How can you be sure that some candidate information is actually information and not just a coincidence?  You can't!  The best you can do is calculate the probability that a correlation is a coincidence and decide if those odds are small enough that you are willing to ignore them.  Calculating those odds can be tricky, and it's actually quite easy to fool yourself into thinking that something is information when it's not.  For example, there is a classic scam where a stock broker will send out market predictions to (say) 1024 people.  512 of the predictions say a a stock will go up, and 512 say it will go down.  For the group that got the correct predictions he sends out a second set of predictions.  256 people get an "up" prediction, and 256 get "down".  This process gets repeated eight more times.  At the end, there will be one person who has seen the broker make correct predictions ten times in a row.  The odds of that happening by chance is 1 in 1024.  Of course it did not happen by chance, but neither did it happen because the broker actually has a way of predicting which way a stock will move.  The existence of information depends on the assumption that the universe is not trying to scam us, which seems like a reasonable assumption, but we can't actually know it for certain.

The existence of information depends on another assumption as well.  Information is a correlation of the states of two (or more) systems, but what counts as a "system"?  There are some choices that seem "natural", but only because of our particular human perspective.  A bit in a computer memory, for example, only looks like a binary system because that is how it is intended to be viewed.  In actual fact, computer memories are analog systems.  When a 0 changes to a 1, that change does not happen instantaneously.  It takes time for the electrons to move around, and while that is happening the state of that bit is neither 0 nor 1 but somewhere in between.  We generally sweep that detail under the rug when we think about computer memory, but that doesn't change the fact that the underlying reality is actually much more complicated.

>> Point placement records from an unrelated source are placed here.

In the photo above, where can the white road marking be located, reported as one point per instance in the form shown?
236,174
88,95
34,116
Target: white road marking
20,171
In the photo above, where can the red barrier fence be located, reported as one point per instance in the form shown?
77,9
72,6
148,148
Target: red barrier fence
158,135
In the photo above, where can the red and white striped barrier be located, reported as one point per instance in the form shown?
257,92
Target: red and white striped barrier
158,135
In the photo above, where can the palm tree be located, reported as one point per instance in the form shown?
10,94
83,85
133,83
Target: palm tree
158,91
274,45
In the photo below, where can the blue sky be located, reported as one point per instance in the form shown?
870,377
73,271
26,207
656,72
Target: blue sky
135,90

Some aspects of the apparent behavior of information actually depend on this.  It appears that information can be created and destroyed.  Human creativity appears to create information, and human carelessness or malice appears to destroy it.  There's a reason that backups are a thing.  But if we view the universe as a whole, and if our current understanding of the laws of physics is correct, then information can neither be created nor destroyed.  The currently known laws of physics are deterministic and time-symmetric.  If you knew the current state of the universe, you could in theory project that forward and backward in time with perfect fidelity.  When you "destroy" information, that information isn't actually destroyed, it is merely "swept under the rug" by some simplifying assumption or other.  When you "create" new information, it is not really new, it is pre-existing information being changed into a form that we can recognize under a certain set of simplifying assumptions.

It is tempting then to say that information is in some sense not real but rather a figment of our imagination, an artifact of some arbitrary set of simplifying assumptions that we have chosen for purely economic reasons, or maybe for political or social reasons.  Choosing a different set of simplifying assumptions would lead us to completely different conclusions about what constitutes information.  And that is true.

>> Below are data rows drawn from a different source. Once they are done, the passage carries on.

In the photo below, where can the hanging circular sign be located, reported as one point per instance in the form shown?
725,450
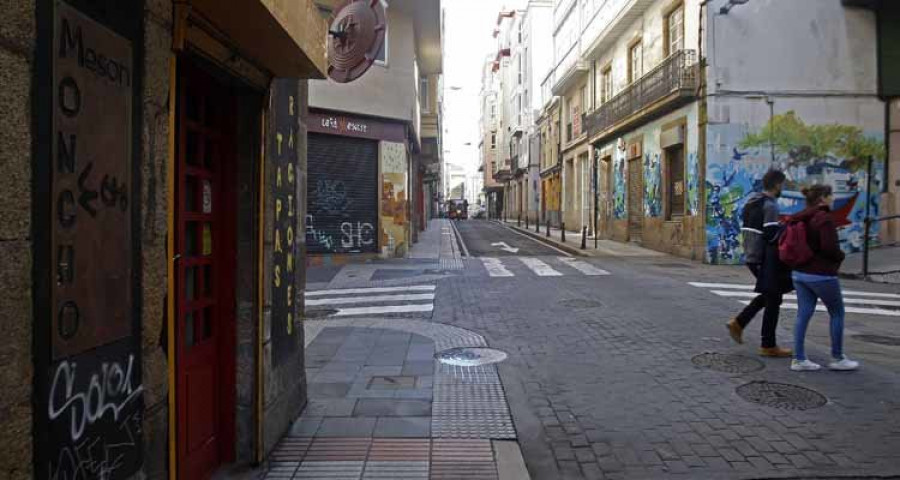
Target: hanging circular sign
355,37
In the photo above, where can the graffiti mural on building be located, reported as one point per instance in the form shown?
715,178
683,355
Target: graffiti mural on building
394,216
652,185
619,207
834,154
693,184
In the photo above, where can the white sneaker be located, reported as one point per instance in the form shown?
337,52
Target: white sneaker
804,365
843,364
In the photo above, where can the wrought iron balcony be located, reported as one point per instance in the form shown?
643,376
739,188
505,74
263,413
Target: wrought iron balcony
675,79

But our simplifying assumptions are not arbitrary.  The reality of information is grounded in the fact that everything you know is bound to one particular physical system: your brain.  You can imagine taking a "God's-eye view" of the universe, but you cannot actually do it!  In order to take the God's-eye view you would need a brain capable of containing all of the information in the universe, including the information contained in your own brain.  God might be able to pull that trick off, but you can't.

Could we perhaps build a machine that can take the God's-eye view?  At first glance that would seem impossible too for the same reason: that machine would have to contain all of the information in the universe.  But the machine would itself be part of the universe, and so it would have to contain a copy of all of the information contained within the machine, including a copy of that copy, and a copy of the copy of the copy, and so on forever.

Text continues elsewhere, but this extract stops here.